Broken Encapsulation

Posted on September 02, 2021

What kinds of bugs should safety in Rust protect against?

Rust clearly wants to say that safety is about protecting programs against some kinds of bugs, but not all possible bugs. Where should the boundary be?

Safety should at the very least mean protection against memory corruption through dangling and out-of-bounds pointers. To do that, it's necessary to protect against all Undefined Behavior, because if behavior of a program is undefined, anything could happen, including arbitrary memory corruption.

There are also categories of bugs that we don't expect Rust's safety to protect against. For example, Eq implementations must be reflexive, symmetric, and transitive, however it would likely be impractical to enforce all the invariants of all such APIs. Fortunately, violating these invariants doesn't cause Undefined Behavior; it just causes some algorithms to do the wrong thing.

So, Undefined Behavior is a very practical place to put the boundary.

However, there are several potential situations which do not necessarily involve Undefined Behavior, but which are still arguably within the spirit of Rust's safety:

I/O safety: Raw file descriptors have the same fundamental properties that make raw pointers unsafe: They can dangle and they can be be forged. One crate operating on a dangling or forged file descriptor can end up doing I/O on file descriptors held in other unrelated crates. Without I/O safety, it's impossible to characterize the I/O of a crate without considering the behavior of all other crates it might be linked with.

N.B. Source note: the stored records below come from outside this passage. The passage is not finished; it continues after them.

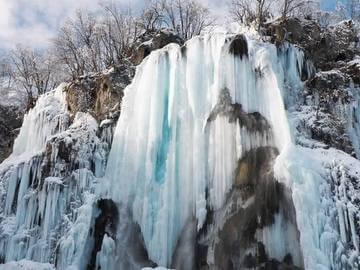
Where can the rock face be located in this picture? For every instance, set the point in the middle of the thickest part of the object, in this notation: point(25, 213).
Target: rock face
point(100, 94)
point(199, 177)
point(256, 202)
point(330, 90)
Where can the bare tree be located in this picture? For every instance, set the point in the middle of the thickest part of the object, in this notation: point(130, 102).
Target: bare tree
point(186, 17)
point(119, 32)
point(32, 70)
point(242, 11)
point(248, 11)
point(292, 7)
point(78, 45)
point(353, 7)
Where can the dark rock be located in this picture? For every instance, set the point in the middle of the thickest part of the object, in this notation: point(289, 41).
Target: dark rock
point(151, 41)
point(105, 223)
point(235, 240)
point(239, 46)
point(100, 94)
point(253, 121)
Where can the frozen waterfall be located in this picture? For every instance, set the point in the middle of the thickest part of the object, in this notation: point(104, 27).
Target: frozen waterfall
point(203, 155)
point(175, 144)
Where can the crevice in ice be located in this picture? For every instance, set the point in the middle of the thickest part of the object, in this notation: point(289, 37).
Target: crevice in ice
point(239, 46)
point(105, 224)
point(253, 122)
point(257, 225)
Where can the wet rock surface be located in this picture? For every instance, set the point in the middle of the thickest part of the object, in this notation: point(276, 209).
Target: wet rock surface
point(253, 205)
point(254, 121)
point(151, 41)
point(100, 94)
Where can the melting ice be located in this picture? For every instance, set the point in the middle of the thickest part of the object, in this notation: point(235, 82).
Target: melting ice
point(188, 117)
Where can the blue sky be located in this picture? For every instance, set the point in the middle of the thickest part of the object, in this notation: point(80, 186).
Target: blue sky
point(34, 22)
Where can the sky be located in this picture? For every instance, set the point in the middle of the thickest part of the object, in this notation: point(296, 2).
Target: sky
point(35, 22)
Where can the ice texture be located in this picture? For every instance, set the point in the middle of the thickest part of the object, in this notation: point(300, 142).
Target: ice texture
point(167, 157)
point(188, 117)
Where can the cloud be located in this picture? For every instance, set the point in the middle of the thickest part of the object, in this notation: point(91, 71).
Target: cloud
point(35, 22)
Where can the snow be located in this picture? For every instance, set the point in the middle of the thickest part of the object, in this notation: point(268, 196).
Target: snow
point(169, 160)
point(26, 265)
point(163, 160)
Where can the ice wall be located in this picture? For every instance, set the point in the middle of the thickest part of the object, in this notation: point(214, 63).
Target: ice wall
point(175, 145)
point(46, 185)
point(189, 116)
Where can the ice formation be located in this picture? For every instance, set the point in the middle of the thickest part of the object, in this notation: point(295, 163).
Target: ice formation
point(189, 116)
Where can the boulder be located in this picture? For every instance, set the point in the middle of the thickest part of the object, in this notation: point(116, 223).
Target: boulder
point(100, 94)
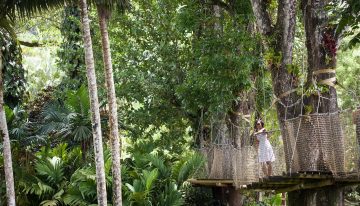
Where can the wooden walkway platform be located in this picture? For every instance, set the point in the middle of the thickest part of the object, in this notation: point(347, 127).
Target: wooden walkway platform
point(287, 182)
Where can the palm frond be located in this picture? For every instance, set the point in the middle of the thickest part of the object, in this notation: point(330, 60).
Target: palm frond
point(52, 169)
point(159, 163)
point(171, 196)
point(27, 8)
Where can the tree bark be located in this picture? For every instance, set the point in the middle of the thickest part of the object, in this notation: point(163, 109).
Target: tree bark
point(94, 105)
point(4, 133)
point(113, 115)
point(321, 48)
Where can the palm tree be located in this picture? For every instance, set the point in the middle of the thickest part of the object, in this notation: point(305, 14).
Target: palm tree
point(103, 9)
point(8, 9)
point(94, 105)
point(4, 133)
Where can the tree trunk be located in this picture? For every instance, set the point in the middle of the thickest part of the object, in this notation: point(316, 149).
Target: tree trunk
point(113, 117)
point(94, 104)
point(328, 196)
point(4, 134)
point(321, 47)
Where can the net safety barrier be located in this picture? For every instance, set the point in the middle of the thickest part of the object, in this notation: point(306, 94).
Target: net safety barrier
point(316, 142)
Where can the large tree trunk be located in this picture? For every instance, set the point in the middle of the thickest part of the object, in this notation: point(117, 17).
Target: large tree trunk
point(94, 104)
point(321, 47)
point(113, 117)
point(4, 134)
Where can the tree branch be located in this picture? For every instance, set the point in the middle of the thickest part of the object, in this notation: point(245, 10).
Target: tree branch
point(262, 16)
point(30, 44)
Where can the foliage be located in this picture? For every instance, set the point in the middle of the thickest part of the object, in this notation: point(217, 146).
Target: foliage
point(348, 72)
point(13, 70)
point(349, 21)
point(69, 119)
point(71, 51)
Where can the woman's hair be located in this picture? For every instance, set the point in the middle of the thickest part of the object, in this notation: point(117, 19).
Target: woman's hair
point(259, 121)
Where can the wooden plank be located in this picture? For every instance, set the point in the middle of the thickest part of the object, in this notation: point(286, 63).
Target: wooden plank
point(211, 182)
point(303, 186)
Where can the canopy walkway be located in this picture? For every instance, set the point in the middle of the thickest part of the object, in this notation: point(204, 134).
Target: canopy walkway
point(311, 155)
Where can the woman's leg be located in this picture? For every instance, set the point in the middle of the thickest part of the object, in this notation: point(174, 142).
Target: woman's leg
point(264, 168)
point(269, 168)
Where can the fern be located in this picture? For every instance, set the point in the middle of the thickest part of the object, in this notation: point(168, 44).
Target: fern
point(159, 163)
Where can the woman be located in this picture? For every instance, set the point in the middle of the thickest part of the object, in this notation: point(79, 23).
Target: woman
point(265, 151)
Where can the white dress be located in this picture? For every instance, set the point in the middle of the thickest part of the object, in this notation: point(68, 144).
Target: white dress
point(266, 153)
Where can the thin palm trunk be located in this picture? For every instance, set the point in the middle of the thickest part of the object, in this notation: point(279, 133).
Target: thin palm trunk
point(4, 133)
point(113, 117)
point(94, 105)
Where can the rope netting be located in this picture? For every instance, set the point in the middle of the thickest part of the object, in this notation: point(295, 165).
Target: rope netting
point(316, 142)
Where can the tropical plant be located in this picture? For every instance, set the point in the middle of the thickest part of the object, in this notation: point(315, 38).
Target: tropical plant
point(94, 105)
point(69, 120)
point(82, 188)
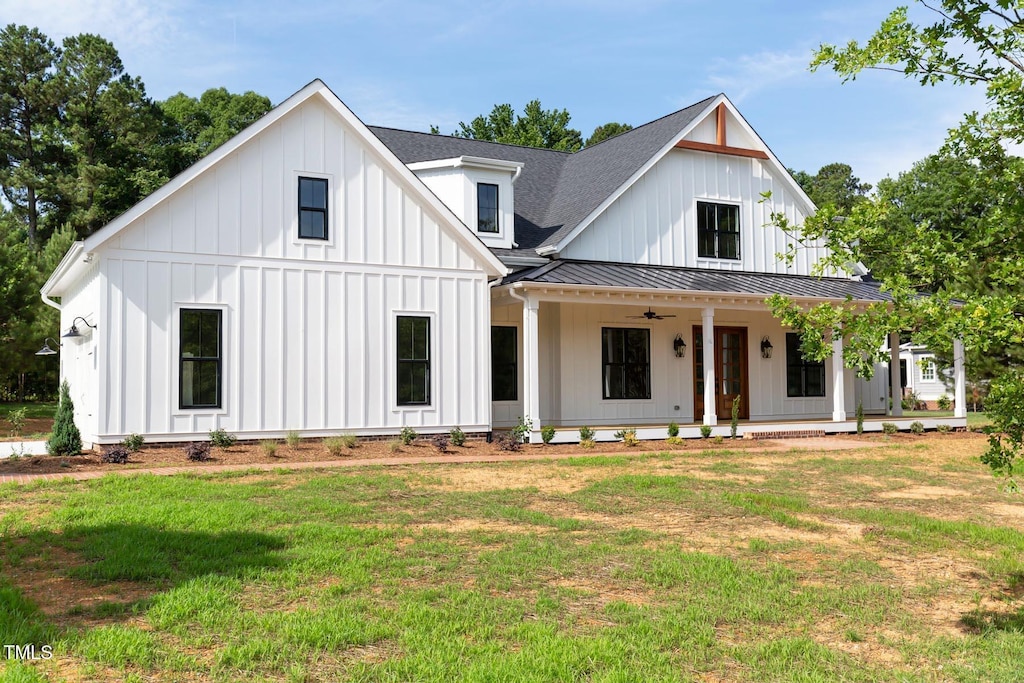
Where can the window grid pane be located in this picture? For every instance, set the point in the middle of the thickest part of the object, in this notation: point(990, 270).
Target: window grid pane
point(312, 208)
point(200, 349)
point(626, 364)
point(414, 360)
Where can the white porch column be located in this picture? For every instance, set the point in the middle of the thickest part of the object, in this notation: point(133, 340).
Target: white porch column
point(960, 379)
point(839, 387)
point(895, 390)
point(531, 365)
point(708, 321)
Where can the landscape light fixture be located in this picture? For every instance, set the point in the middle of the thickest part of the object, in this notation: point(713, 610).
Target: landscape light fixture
point(679, 346)
point(74, 328)
point(46, 350)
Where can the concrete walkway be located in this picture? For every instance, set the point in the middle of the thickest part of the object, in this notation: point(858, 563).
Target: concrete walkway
point(777, 445)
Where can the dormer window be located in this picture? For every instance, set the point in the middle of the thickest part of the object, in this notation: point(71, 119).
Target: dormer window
point(312, 208)
point(486, 208)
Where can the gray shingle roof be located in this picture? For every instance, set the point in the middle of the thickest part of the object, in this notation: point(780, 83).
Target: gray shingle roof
point(557, 190)
point(594, 273)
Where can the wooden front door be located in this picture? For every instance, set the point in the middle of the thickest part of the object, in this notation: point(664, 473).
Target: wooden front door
point(730, 372)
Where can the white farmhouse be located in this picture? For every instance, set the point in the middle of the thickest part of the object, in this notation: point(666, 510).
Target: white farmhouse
point(320, 275)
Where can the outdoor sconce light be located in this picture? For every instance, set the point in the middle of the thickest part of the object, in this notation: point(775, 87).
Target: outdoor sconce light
point(74, 328)
point(679, 346)
point(46, 350)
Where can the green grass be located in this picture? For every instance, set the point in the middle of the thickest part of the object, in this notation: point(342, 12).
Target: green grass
point(633, 568)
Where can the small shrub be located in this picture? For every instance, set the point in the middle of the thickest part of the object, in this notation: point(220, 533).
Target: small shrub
point(198, 451)
point(547, 433)
point(521, 430)
point(734, 421)
point(335, 445)
point(16, 419)
point(65, 439)
point(508, 441)
point(117, 455)
point(629, 436)
point(222, 439)
point(133, 442)
point(440, 442)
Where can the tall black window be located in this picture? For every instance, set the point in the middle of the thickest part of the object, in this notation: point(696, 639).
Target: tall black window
point(504, 371)
point(486, 207)
point(414, 360)
point(312, 208)
point(803, 377)
point(625, 363)
point(718, 230)
point(200, 349)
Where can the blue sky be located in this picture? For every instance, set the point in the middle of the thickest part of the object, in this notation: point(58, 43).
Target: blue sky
point(410, 65)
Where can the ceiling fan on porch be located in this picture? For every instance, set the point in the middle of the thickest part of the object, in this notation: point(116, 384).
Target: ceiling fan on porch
point(651, 315)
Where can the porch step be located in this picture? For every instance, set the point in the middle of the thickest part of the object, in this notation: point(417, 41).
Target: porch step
point(785, 433)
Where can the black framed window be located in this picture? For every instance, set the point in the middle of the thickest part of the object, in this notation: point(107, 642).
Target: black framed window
point(504, 369)
point(200, 355)
point(718, 230)
point(414, 360)
point(625, 363)
point(803, 377)
point(312, 208)
point(486, 207)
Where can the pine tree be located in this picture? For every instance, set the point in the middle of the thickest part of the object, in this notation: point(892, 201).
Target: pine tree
point(66, 439)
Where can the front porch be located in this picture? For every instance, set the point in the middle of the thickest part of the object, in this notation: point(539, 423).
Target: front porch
point(613, 347)
point(762, 428)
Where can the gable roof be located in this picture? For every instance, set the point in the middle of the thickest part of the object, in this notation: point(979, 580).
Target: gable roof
point(558, 193)
point(316, 88)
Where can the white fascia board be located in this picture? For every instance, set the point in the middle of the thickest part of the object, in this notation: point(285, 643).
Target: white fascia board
point(792, 184)
point(66, 266)
point(470, 162)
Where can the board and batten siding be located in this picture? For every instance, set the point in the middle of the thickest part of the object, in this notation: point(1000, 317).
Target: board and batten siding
point(654, 220)
point(308, 326)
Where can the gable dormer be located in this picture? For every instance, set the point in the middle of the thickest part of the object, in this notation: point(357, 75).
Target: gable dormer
point(479, 190)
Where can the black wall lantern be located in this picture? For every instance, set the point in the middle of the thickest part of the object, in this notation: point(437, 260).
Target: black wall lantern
point(74, 328)
point(46, 350)
point(679, 346)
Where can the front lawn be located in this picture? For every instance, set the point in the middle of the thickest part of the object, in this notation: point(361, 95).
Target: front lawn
point(892, 563)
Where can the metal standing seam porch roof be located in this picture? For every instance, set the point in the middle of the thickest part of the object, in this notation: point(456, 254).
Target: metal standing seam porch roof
point(598, 273)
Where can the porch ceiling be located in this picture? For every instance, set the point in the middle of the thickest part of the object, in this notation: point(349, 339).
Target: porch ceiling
point(595, 274)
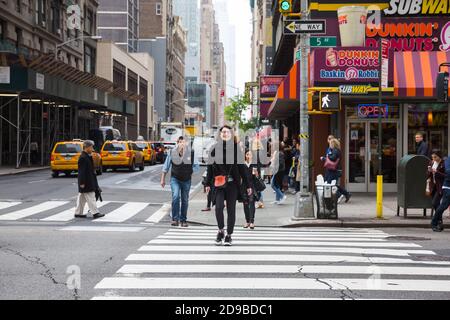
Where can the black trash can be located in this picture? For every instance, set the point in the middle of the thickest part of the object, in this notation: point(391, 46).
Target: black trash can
point(326, 201)
point(412, 183)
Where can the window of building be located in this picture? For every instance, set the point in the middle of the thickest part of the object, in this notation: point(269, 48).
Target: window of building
point(119, 71)
point(159, 9)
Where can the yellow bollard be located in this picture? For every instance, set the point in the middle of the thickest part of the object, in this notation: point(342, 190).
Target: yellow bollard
point(380, 197)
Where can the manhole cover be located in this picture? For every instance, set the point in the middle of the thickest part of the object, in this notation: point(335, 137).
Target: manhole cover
point(406, 238)
point(430, 258)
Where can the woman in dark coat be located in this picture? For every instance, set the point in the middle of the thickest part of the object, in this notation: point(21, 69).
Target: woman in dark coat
point(227, 160)
point(436, 176)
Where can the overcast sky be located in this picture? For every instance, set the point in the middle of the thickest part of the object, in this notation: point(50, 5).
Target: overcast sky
point(239, 14)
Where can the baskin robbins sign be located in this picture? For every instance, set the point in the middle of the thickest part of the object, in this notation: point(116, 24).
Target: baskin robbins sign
point(345, 66)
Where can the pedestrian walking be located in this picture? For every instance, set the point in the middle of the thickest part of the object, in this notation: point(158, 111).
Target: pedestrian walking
point(278, 166)
point(182, 163)
point(226, 172)
point(437, 223)
point(421, 145)
point(253, 171)
point(436, 177)
point(88, 188)
point(333, 172)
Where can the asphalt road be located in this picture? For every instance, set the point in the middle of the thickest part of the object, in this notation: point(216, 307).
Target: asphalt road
point(133, 258)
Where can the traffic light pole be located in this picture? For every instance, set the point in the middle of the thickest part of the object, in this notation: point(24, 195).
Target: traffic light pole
point(304, 202)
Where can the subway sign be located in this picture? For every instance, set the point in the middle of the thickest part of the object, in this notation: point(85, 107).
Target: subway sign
point(371, 111)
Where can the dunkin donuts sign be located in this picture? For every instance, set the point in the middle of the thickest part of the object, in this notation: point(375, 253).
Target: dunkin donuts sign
point(346, 65)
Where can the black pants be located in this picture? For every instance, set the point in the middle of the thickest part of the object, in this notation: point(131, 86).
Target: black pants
point(249, 209)
point(229, 194)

(I/O safety does intersect with memory safety through mmap, but using mmap safely is non-trivial in any case, and this is not the only motivation for I/O safety.)
POSIX's munlock function: This function takes a raw pointer and length, but it's defined to fail gracefully if given invalid pointers. It doesn't mutate any memory, or cause any subsequent memory access to behave differently with respect to Rust language semantics, so it arguably never causes Undefined Behavior. However, if a crate is internally using locked memory to protect sensitive data, exposing munlock as a safe function would mean that a wayward munlock call in another crate could bypass the first crate's encapsulation and munlock the memory, compromising the sensitive data.
POSIX's write function: this function also takes a raw pointer and a length, and also guarantees to not segfault or mutate any memory. POSIX isn't clear on whether write has Undefined Behavior in the presence of data races or provenance violations or other infelicities with its buffer, but for the sake of this post, let's assume it doesn't. The memory is read by the OS, which one could argue isn't bound by the same rules as userspace. In that case, one can argue that write never has Undefined Behavior. But making it safe would mean safe code in any crate could read encapsulated memory in any other crate, which seems outside the spirit.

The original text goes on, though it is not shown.